One dozen destinations #3: The Badlands


     I'm on vacation. To occupy those poor souls who simply must read something of mine, and to fulfill the every goddamn day promise, sort of, while I'm taking time off, EGD will feature scenes plucked from my unpublished and probably unpublishable 2009 memoir, "The Quest for Pie."

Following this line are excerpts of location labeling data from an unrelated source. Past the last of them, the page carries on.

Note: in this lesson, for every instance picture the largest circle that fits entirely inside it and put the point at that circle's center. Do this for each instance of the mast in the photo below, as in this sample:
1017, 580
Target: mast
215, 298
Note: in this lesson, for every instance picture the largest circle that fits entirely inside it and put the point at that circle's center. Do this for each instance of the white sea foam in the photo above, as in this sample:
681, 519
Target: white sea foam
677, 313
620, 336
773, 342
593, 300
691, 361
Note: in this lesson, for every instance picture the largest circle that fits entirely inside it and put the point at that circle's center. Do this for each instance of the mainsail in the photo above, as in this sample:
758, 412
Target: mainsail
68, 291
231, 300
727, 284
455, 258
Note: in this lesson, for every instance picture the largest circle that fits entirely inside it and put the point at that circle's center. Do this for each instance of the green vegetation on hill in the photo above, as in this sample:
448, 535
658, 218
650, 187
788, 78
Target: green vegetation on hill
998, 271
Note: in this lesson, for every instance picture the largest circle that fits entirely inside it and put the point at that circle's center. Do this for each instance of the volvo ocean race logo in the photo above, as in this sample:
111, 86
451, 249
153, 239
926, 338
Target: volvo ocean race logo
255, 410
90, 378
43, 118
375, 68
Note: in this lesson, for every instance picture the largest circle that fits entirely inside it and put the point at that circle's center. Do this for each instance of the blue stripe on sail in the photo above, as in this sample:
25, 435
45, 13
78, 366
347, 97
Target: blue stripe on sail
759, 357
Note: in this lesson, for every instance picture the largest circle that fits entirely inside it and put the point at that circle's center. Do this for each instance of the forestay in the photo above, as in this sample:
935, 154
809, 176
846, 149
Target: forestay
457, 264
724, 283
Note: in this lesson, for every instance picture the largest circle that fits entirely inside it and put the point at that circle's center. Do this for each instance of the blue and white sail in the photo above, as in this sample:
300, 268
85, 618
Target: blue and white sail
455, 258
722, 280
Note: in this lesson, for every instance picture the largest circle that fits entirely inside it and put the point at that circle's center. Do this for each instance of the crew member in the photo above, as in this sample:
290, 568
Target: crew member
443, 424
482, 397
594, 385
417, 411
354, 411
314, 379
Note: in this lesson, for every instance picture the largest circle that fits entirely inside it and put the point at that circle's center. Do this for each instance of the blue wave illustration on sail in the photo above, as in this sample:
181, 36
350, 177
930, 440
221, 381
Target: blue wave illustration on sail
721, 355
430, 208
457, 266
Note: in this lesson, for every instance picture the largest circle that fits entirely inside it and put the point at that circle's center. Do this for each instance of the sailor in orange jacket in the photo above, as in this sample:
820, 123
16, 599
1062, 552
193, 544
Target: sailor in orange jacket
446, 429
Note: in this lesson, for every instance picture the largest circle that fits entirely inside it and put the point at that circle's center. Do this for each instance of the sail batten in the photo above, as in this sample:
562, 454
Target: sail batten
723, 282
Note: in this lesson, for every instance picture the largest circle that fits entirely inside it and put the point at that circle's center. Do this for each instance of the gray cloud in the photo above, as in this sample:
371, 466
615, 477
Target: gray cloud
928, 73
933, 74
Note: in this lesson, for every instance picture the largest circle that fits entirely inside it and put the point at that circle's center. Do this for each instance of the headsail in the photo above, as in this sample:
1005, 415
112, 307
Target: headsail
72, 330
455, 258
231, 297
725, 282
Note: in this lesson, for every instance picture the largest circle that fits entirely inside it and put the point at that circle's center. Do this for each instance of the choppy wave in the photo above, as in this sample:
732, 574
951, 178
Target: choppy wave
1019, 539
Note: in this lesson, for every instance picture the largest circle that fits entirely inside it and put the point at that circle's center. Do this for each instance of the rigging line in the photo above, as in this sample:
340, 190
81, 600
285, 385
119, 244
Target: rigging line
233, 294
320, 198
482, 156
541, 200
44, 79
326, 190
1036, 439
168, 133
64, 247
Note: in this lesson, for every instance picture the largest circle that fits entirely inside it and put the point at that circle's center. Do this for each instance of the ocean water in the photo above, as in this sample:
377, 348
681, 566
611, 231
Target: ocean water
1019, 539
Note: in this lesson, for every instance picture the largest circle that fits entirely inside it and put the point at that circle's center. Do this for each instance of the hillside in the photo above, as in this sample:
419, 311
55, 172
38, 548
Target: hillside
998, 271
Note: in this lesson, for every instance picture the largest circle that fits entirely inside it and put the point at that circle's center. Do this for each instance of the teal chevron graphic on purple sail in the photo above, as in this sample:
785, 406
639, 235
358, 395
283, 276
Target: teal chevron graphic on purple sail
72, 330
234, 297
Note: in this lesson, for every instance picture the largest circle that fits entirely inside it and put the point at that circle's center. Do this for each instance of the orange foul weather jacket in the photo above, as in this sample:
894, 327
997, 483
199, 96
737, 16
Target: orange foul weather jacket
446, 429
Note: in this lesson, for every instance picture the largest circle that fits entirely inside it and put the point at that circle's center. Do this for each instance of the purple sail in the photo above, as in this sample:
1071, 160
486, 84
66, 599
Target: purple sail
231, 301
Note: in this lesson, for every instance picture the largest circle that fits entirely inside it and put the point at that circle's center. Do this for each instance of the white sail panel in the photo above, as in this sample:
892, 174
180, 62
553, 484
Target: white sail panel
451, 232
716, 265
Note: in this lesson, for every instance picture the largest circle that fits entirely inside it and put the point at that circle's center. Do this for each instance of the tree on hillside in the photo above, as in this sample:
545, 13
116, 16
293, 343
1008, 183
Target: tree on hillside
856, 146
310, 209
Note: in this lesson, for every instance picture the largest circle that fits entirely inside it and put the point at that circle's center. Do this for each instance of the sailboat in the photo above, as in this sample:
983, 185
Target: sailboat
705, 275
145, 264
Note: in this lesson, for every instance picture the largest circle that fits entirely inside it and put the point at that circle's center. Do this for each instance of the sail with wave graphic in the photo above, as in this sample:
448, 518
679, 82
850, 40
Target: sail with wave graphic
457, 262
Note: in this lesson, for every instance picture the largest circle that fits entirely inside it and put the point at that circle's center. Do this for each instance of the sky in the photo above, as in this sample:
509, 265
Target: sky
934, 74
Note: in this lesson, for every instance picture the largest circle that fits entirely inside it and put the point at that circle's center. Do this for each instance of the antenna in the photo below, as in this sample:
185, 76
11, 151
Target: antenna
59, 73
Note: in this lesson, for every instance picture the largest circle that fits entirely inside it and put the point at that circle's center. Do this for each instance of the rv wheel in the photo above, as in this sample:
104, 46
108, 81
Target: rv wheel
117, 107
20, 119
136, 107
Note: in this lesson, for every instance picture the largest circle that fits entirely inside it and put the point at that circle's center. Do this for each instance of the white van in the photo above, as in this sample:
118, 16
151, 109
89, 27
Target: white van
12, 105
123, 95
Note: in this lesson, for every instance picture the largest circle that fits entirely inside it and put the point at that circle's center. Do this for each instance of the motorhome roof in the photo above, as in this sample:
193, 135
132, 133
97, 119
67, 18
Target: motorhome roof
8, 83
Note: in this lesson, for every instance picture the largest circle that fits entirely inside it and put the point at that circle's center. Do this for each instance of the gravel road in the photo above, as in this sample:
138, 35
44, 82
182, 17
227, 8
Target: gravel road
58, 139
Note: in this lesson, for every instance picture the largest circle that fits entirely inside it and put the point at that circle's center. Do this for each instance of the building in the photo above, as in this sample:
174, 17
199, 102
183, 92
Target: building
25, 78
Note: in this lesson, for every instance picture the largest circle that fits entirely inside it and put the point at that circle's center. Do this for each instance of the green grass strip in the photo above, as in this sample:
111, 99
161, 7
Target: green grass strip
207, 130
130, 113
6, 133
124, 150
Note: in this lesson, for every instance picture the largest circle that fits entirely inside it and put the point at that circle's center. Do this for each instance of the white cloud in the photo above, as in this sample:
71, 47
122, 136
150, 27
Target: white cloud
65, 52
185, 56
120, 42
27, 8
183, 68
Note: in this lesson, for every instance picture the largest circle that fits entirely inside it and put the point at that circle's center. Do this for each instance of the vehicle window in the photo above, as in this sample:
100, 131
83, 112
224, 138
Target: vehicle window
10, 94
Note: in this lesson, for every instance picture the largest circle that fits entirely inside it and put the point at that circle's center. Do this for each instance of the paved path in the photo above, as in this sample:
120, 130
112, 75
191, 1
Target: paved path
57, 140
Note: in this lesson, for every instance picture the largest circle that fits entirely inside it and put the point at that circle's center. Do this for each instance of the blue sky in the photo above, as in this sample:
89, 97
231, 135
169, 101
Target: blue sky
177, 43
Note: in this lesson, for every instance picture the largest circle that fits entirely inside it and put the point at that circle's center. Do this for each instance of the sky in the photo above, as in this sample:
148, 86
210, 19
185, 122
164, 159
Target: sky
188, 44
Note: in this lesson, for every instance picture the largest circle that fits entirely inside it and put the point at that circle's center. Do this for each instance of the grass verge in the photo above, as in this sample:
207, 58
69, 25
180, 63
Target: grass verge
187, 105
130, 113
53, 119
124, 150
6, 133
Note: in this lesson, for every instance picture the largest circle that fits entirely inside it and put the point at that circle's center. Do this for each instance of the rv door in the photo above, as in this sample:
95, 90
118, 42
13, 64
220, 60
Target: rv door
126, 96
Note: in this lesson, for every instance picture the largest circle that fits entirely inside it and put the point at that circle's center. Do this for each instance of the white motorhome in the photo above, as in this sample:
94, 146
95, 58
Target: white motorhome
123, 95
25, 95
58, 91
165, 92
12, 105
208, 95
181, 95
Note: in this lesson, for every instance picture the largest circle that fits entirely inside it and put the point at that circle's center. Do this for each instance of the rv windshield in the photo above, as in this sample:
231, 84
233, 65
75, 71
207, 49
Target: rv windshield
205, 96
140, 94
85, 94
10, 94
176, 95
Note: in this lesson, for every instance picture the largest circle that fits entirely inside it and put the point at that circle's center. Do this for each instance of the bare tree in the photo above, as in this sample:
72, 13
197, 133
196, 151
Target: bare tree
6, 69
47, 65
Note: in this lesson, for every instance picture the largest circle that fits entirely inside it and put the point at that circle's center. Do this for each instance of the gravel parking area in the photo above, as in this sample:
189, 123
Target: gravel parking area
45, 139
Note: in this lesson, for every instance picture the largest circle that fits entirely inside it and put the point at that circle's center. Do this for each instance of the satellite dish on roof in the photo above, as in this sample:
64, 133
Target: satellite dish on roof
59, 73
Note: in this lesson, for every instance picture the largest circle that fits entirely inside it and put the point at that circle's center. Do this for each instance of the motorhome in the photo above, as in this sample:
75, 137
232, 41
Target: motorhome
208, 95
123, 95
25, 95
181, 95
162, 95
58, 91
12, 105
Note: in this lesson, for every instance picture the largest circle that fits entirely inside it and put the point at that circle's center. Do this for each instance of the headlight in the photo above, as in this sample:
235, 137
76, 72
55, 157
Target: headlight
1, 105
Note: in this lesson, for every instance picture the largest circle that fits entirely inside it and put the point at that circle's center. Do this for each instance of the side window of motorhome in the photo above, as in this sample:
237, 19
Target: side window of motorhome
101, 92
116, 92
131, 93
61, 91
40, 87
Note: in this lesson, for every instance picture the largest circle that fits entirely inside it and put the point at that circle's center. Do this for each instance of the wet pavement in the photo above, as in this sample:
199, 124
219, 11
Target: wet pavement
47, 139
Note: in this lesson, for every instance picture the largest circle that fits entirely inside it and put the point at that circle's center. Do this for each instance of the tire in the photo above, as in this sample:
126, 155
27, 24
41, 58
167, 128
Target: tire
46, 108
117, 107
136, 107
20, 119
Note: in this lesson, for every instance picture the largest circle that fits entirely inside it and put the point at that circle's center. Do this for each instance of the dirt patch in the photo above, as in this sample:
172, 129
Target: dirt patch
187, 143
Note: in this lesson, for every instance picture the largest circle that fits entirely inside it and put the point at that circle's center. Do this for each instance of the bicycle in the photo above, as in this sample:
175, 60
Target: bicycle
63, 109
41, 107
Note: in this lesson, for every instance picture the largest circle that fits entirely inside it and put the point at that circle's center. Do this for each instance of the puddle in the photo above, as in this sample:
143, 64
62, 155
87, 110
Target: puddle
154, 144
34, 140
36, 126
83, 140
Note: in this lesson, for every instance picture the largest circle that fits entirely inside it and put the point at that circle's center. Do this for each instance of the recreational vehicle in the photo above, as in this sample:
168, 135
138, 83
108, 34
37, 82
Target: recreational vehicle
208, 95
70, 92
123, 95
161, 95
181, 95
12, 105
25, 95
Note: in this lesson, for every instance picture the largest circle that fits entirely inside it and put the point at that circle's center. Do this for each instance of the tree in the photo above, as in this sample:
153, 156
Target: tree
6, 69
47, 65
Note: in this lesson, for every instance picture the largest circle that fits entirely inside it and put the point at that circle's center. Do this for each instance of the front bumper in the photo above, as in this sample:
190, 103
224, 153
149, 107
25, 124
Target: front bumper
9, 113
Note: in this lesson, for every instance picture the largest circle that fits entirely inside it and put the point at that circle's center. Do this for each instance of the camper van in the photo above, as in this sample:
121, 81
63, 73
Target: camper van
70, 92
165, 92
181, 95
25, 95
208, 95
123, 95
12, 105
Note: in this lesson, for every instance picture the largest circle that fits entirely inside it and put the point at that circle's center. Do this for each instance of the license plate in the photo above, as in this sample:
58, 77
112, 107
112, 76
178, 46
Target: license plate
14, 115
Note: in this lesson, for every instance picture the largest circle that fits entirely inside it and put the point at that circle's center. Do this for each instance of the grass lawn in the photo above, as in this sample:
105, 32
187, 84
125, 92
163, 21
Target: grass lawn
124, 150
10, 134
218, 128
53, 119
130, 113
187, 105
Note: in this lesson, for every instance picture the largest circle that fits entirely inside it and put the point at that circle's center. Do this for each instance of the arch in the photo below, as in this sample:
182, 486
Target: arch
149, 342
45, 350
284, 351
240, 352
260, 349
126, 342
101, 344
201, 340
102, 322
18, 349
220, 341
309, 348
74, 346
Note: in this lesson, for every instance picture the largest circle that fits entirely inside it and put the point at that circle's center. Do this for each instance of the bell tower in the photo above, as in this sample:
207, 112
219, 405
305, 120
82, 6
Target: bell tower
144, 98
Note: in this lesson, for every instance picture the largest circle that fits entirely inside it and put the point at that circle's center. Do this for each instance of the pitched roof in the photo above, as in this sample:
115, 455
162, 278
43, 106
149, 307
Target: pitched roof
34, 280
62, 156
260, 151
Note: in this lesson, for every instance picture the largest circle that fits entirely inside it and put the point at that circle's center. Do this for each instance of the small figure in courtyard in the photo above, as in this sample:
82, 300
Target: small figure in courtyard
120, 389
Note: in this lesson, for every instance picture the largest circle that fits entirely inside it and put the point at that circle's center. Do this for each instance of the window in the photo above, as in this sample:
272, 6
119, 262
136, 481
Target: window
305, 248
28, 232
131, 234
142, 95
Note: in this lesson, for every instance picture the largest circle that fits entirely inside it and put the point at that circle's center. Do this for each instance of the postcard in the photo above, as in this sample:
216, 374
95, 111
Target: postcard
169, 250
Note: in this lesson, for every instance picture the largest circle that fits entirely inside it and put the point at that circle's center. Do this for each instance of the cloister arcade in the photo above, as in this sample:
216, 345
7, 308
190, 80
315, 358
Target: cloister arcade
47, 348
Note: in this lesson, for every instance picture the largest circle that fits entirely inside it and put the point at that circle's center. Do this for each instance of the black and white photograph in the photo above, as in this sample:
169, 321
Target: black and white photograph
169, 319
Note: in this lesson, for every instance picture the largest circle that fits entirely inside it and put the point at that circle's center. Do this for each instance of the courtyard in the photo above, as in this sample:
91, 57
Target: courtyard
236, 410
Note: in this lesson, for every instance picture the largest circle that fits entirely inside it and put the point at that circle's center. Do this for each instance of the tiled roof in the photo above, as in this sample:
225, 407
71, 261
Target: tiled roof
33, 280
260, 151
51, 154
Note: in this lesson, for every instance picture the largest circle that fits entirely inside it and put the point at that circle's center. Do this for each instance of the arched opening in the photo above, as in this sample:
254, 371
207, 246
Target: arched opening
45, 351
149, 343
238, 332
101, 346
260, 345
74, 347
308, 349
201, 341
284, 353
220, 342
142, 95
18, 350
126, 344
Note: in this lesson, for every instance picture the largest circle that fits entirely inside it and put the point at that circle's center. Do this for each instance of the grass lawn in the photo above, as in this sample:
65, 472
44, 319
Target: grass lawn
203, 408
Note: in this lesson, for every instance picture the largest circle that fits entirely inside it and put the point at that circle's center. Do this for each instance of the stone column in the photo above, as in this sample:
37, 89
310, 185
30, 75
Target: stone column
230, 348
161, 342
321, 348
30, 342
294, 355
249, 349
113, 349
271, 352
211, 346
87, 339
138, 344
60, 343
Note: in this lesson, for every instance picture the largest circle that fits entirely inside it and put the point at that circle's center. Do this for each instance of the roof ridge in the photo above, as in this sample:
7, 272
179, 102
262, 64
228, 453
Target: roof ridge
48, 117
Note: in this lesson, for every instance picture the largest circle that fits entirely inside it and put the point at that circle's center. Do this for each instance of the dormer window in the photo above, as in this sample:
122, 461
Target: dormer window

     The farms and ranchland — gentle green rolling hills and fields — changed dramatically upon entering the park, into a beige vista of wind-sculpted rock formations, a slash in the earth stretching out in front of us. 
     We were beat from two full days of driving, and the boys were keen to get to our cabin at the Cedar Pass Lodge and relax. But I impulsively pulled off at a trailhead so we could take a closer look at these Badlands. I had to. 
     “Just a quick peek,” I told the boys. 
     I parked the car at the Door Trail lot. There was a boardwalk off to the left—composite recycled planks, wending through a gap in the dun mountainside. We followed it, the wind rippling our clothes, ruffling the tall grass on either side. 
     Kent pointed out a sign that read, “BEWARE—Rattlesnakes!” 
     “We have to take these signs seriously,” I said, half to myself, half to the boys. “But I suppose we don’t have to worry on the boardwalk.” 
     Turning a corner, and were shocked to find ourselves in a surreal moonscape. 
     We followed the boardwalk to where it abruptly ends, with a sign, another one of those stern warnings the National Park Service is so good at crafting, telling you, in essence, that if you proceed beyond this point you take your life in your hands, that people regularly get lost and die and you had better be properly equipped with the following listed items. Ross started to climb up the nearest hillside in his chunky black plastic Crocs clogs, but I called him back. 
     The boys and I stood there, looking at each other for a moment in the snapping wind, then turned and bolted for the car. I popped the rear hatch, and we began madly pulling on thick rag wool socks and hiking boots and tossing water bottles and Clif bars into a daypack as if the unearthly landscape we had just glimpsed might vanish if we weren't quick about getting back. Somehow that moment, the frenzy of preparation, leaning against the car, putting on our hiking boots, lacing and tying them as fast as our fingers could work, seemed extraordinary, almost equal to the natural glories we were hurrying to return to. Maybe because nobody complained, nobody dawdled, nobody required prodding. We ran across the boardwalk, our boots clomping, and turned the corner. The Badlands were still there. 
     Fan-tastic
     We spent an hour scrambling around the chalky soil, which had a slight crust to it, carefully climbing up the steep hillsides to stand, taking in the jagged horizon of peaks and crags all around us. The landscape was so jumbled, so pockmarked and broken, it became a kind of optical illusion, condensed, camouflaged, and it was tough sometimes to determine if a hillock was a mile away or a few feet in front of you. 
     “Art is nothing as to nature, boys,” I announced, taking photograph after photograph with the Nikon digital camera Edie had just given me that Father’s Day. 

2 comments:

  1. Ah. Just what I needed, a concise little EGD story, of no great importance or significance, but well told as always. No wonder we keep coming back for more, for out daily reality fix. Thanks, Neil. Hope you're resting up.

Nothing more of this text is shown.